Alan Klapmeier is aiming to unveil a new prototype of the Kestrel - the British-designed single-engine turboprop he acquired rights to earlier this year - at next year's NBAA.

The founder and former chief of Cirrus is exhibiting the current Kestrel, originally built by Farnborough Aircraft, at the static display. But the design being worked on now, replaces the curved leading edge with a straight wing and will be 6in (15cm) wider.

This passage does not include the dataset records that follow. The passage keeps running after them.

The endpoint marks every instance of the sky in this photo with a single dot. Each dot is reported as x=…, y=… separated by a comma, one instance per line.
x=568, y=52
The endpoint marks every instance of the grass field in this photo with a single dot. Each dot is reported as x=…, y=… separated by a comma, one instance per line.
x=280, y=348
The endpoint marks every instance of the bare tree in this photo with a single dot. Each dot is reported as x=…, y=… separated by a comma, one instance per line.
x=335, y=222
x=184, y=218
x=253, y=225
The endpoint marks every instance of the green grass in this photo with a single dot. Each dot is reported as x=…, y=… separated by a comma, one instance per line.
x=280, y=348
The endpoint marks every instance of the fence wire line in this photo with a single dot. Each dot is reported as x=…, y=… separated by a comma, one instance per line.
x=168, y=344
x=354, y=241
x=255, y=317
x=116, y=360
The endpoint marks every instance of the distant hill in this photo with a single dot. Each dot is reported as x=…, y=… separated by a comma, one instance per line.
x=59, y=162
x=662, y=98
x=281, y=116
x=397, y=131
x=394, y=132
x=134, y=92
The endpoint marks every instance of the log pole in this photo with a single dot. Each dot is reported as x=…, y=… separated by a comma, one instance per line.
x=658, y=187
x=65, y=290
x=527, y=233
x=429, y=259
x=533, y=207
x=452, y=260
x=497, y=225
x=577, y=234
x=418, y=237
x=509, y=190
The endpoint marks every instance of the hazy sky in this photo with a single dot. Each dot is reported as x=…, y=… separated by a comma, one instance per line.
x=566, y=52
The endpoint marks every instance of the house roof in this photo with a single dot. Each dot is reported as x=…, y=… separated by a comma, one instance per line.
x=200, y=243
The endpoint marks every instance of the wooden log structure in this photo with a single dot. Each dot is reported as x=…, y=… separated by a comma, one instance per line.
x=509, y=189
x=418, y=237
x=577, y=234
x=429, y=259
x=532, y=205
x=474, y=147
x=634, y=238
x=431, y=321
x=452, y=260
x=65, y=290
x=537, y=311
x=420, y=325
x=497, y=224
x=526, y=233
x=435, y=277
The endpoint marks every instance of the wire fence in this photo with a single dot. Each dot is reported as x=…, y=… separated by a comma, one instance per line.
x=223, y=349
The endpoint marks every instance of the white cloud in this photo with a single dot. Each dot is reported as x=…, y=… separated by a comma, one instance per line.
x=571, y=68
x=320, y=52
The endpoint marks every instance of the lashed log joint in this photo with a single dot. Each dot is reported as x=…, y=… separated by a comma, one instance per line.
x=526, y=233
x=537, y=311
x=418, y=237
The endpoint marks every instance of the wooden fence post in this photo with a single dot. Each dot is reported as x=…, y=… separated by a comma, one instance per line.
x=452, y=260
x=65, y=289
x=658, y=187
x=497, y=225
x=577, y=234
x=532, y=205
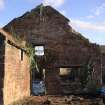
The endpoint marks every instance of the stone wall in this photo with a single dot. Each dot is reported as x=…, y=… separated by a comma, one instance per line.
x=2, y=53
x=17, y=75
x=66, y=47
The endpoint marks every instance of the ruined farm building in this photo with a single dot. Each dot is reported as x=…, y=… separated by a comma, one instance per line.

Next month, Klapmeier's team - which includes former Cirrus and Farnborough engineers - will move into a facility in the soon-to-be-vacated naval air station at Brunswick, Maine, where production and 300 employees will eventually be based. He is reluctant to set a definite target date for certification, but says: "Our wild guess is that it will be a three-year program, but I don't know enough to have a firm guess."

Kestrel
 © Billypix

Klapmeier, who was fired two years ago as chief executive of the Duluth, Minnesota, airframer he founded in 1979, severed all ties with the company last year after an attempt to purchase the rights to the Cirrus Vision SF50 personal jet.

He announced he was purchasing the Kestrel program, with a group of investors, at the AirVenture show in Oshkosh in July. He says he had been looking to get involved with a project "that was far enough along to cut the schedule needed to certificate it, but not so far along that we could not change things that did not fit with our philosophy."